Prof David Dickinson has written up his findings about myths in a paper titled Hunting Myths, Finding Theories: Folk and Lay Understandings of Aids in South African Townships.
Dickinson worked with peer educators in Mpumalanga to try and understand Aids myths and how and why they persist.
The research found they could group explanations for the pandemic into three areas: scientific, folk theories and “popular core ideas drawn from common sense and observation”.
The study identifies eighty myths or “myth variations”. Some interviewees believed there was a racial conspiracy targeted at controlling the black population. Others believed white doctors injected black patients with HIV and some people thought HIV was placed in condoms’ lubricant.
For some people the ultimate explanation for HIV infection was witchcraft and the role of ancestors, which had seen people having faith in herbal remedies and traditional healers. Dickinson said the belief in witchcraft shifted personal responsibility from individuals and “externalised it to personal enemies”.
Some individuals holding traditional beliefs believed that taboo sexual contact, for instance with a widow who has not been cleansed, could result in their getting infected.
“Some Christians think that HIV is a result of sex outside marriage, a disease of the last days, and that God can cure Aids,” said Dickinson. Sex outside marriage was also believed to result in HIV infection, while some people thought their faith in God could stop them from being infected even if they did not use condoms.
Examples of common sense thinking appeared in partner selection. People with characteristics such as beauty, youth, fat, old, educated, trusted or “healthy-looking” people were not likely to have HIV. Similarly people who were not sex workers and did not have blood on their genitals were not likely to have HIV. Others believed that sex with an old woman and shallow penetration was safe.
Dickinson said his research was not statistically valid.

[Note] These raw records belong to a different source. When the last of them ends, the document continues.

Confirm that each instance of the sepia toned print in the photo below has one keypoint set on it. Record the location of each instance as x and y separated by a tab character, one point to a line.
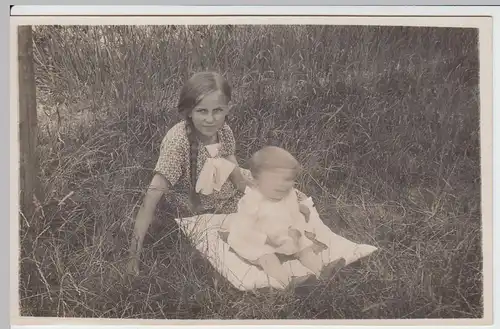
383	120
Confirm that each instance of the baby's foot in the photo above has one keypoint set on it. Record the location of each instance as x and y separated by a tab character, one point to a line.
223	235
332	269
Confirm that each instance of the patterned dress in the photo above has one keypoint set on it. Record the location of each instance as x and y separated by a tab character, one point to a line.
174	164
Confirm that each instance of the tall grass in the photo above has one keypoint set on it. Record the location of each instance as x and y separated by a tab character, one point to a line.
384	119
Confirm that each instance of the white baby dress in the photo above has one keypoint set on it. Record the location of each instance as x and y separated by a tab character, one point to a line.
259	218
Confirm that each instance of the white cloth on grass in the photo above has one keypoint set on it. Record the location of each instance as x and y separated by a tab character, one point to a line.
203	233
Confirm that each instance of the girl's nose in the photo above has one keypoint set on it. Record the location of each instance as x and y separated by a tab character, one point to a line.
210	118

“The research was qualitative in nature. It is not statistically valid, nor can we say that it is representative of SA townships in general. There are a number of reasons as to why it is not possible to collect data on Aids myths that could be considered statistically reliable. This is a reflection on the bluntness of instruments, such as questionnaires, that could be used to collect large data samples.”

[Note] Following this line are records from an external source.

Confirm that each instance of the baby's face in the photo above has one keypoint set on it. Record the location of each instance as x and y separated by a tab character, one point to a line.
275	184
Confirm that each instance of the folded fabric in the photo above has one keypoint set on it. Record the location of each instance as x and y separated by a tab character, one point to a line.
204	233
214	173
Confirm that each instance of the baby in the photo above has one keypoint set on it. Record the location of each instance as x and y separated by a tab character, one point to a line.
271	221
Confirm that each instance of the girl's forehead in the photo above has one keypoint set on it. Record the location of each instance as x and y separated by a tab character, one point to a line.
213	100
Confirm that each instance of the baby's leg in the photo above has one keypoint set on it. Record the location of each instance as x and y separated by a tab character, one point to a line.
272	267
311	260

Wits Vuvuzela asked some Witsies what they thought of myths surrounding Aids.
“The problem on our continent is people are conservative and want to hold on to their beliefs. Medical facts and science are not trusted because they are said to be from whites. And medical facts would require that you are responsible for your own health, which people don’t want to do,” said Robin Mdluli, 2nd year law.
Kagiso Magoele, BSc quantity surveying 2nd year, said the media had a big influence on people’s lives and there were supposed to be more educational programmes on how HIV/Aids is contracted.
Dickinson has published a book that touches on Aids myths, Changing the Course of AIDS: Peer Education in South Africa and its Lessons for the Global Crisis. In 2011 it was estimated there were 5.38-million South Africans with HIV.